Let's discuss the yield funtion's implementation. First, as we're working
in the Cont monad, we must return a Cont value which is basically a
function taking a continuation (what to do next) and build a pair (x,k).

x is the value passed to the yield function and then returned to the
caller.

What about k? In my mind, k is a function taking an argument (the
receiving variable of a '<-' statement in a do-block) and returning another pair (x',k'), which is the result of the next small step of the Cont computation, till the next yield call. In this way, a computation can't go on after a yield statement until you feed it with a value through a send call, which is the semantics of iterators. Naively, at start I wrote: yield x = Cont $ \k -> (x,k)

But ghc promptly issued the following error:


Occurs check: cannot construct the infinite type t = a -> (t1,t)


What's going on? Let's try and do some type analysis:


  1. The type of "\k -> (x,k)" is "t -> (b,t)" which is perfectly right, as long as "x" is in the scope of that definition and is of type "b".

  2. But, the argument of "Cont" must have type "(a -> r) -> r".

  3. Let's do the bindings: "t = a -> r" and "r = (b,t)".

  4. Substituting the latter in the former we obtain "t = a -> (b,t)".



This equation is clearly impossible to solve (no types exist to make the
equation true) and the Haskell's type system did his job.

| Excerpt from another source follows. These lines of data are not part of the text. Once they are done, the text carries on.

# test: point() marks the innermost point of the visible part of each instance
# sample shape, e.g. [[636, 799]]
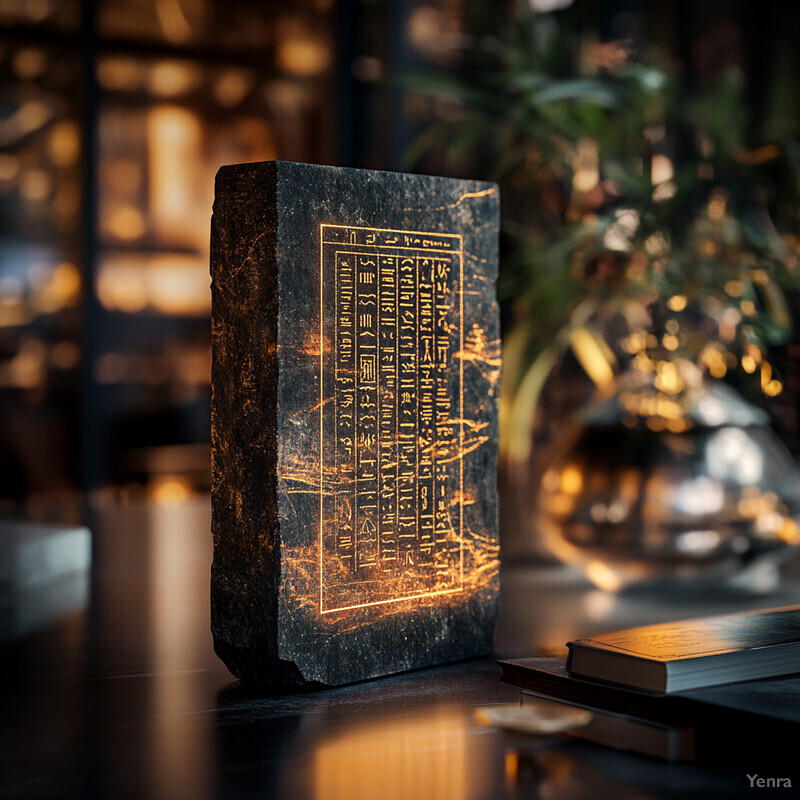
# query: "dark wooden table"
[[111, 688]]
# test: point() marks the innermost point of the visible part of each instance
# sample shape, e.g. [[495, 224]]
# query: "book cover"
[[709, 651]]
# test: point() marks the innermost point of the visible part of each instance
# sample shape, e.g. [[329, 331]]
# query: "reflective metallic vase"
[[638, 491]]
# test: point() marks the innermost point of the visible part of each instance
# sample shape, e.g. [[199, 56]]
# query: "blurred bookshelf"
[[116, 115]]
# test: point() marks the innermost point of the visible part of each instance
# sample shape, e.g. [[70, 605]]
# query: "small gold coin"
[[538, 717]]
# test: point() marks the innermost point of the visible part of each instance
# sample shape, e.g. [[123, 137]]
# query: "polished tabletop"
[[111, 687]]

How to escape the problem? The real point here is that the above type
equation can be expanded infinitely. There must be a way to stop the
expansion. What if "r" would be masked by an opaque type?

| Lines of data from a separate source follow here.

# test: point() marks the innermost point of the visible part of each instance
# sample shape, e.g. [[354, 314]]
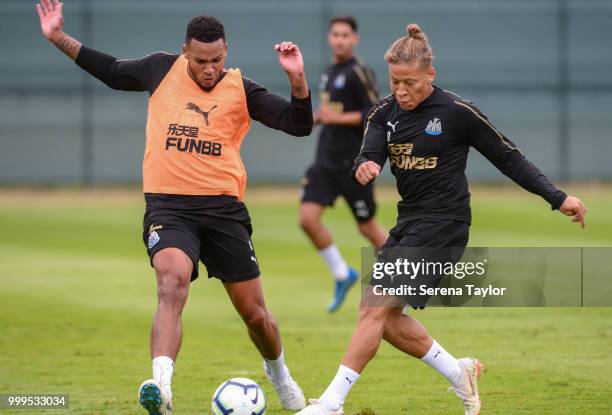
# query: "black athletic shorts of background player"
[[348, 86], [429, 240], [323, 185], [214, 229]]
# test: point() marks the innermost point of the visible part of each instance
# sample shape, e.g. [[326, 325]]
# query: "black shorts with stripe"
[[323, 185], [214, 229]]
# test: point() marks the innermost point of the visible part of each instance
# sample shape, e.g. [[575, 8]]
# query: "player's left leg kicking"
[[173, 269], [409, 336], [248, 299]]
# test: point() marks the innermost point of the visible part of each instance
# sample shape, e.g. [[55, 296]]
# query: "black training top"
[[145, 74], [428, 147], [345, 87]]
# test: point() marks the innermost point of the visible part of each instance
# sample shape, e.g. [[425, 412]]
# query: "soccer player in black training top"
[[347, 92], [194, 181], [426, 132]]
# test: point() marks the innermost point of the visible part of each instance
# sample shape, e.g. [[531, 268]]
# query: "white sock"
[[443, 362], [163, 367], [337, 390], [277, 369], [335, 262]]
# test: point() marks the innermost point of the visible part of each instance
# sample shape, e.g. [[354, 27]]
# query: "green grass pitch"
[[77, 297]]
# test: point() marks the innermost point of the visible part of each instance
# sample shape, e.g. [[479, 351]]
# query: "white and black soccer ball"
[[239, 396]]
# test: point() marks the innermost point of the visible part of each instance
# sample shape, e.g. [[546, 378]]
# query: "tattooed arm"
[[52, 24]]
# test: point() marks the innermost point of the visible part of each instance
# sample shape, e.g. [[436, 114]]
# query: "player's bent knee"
[[259, 319], [373, 315], [172, 290], [309, 222]]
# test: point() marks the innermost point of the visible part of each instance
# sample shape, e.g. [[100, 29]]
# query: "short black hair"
[[205, 29], [348, 19]]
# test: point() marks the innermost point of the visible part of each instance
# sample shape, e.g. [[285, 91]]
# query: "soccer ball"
[[239, 396]]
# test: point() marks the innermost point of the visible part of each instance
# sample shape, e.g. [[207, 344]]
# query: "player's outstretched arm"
[[52, 27], [143, 74], [572, 206], [290, 59], [366, 172]]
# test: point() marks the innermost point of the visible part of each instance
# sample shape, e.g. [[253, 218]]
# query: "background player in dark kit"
[[426, 133], [348, 90], [194, 180]]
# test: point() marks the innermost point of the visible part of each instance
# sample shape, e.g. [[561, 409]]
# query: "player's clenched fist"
[[366, 172], [290, 57]]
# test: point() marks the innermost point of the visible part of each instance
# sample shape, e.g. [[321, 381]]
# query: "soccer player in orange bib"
[[194, 181]]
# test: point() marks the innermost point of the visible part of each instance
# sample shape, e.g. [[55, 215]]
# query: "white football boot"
[[155, 399], [318, 407], [468, 391], [289, 392]]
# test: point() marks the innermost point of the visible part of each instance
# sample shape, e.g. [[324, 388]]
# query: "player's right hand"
[[51, 18], [572, 206], [366, 172]]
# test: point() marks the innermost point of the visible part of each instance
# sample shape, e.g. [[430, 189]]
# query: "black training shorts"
[[323, 185], [214, 229]]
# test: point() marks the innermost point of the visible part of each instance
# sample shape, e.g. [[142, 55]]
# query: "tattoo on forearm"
[[69, 46]]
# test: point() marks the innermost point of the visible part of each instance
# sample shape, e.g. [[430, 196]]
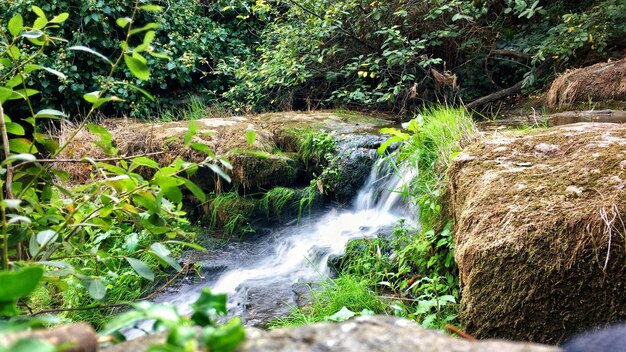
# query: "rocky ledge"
[[540, 231], [372, 334]]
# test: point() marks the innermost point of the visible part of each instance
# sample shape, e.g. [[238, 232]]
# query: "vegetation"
[[96, 244], [412, 273], [85, 250]]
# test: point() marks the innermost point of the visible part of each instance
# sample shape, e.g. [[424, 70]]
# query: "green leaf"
[[18, 284], [192, 129], [16, 23], [141, 268], [46, 237], [91, 51], [223, 338], [153, 8], [342, 315], [10, 203], [147, 27], [195, 190], [39, 12], [208, 307], [15, 128], [137, 67], [5, 94], [250, 136], [142, 91], [97, 289], [50, 114], [14, 52], [123, 21], [54, 72], [60, 18], [23, 93], [30, 345], [40, 23], [149, 38], [163, 253], [143, 161], [218, 170], [21, 145], [19, 157]]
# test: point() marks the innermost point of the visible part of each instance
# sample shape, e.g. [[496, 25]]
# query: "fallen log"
[[80, 337]]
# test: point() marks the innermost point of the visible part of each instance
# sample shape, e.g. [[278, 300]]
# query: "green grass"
[[345, 291], [416, 267], [276, 199], [194, 109]]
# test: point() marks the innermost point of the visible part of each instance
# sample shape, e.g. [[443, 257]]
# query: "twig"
[[89, 161], [460, 332], [116, 305], [8, 178]]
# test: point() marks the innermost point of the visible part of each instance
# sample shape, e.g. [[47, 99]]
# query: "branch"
[[88, 161], [185, 269], [508, 91], [8, 180], [503, 52], [348, 33]]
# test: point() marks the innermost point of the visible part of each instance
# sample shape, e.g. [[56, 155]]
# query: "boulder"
[[600, 82], [363, 334], [540, 231]]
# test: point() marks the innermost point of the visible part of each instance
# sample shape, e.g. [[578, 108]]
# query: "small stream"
[[267, 277]]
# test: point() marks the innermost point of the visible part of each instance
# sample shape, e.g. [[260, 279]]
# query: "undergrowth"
[[411, 273]]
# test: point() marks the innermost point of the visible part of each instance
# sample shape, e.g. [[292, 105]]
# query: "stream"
[[267, 277]]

Enter RecPair. We turn the above equation into:


t = a -> RecPair a b


which is perfectly solvable provided there are instances of the type
"RecPair a b". In the above snippet you can find a convenient definition of
RecPair which is suitable to our goal. There are other, like:


data RecPair a b = Nil RP (a -> (b,RecPair a b))


which turns out to be less elegant when you modify yield and send
accordingly.

The other part of the code is just plain Haskell code. Notice that solution
I proposed doesn't mimic completely Python 2.5's iterators: for example,
send can't deal with more than one iterator at the time due to the use of the State monad.

But these are only technicalities which can be easily overcome, for instance,
using the IO Monad and a couple of IORef here and there.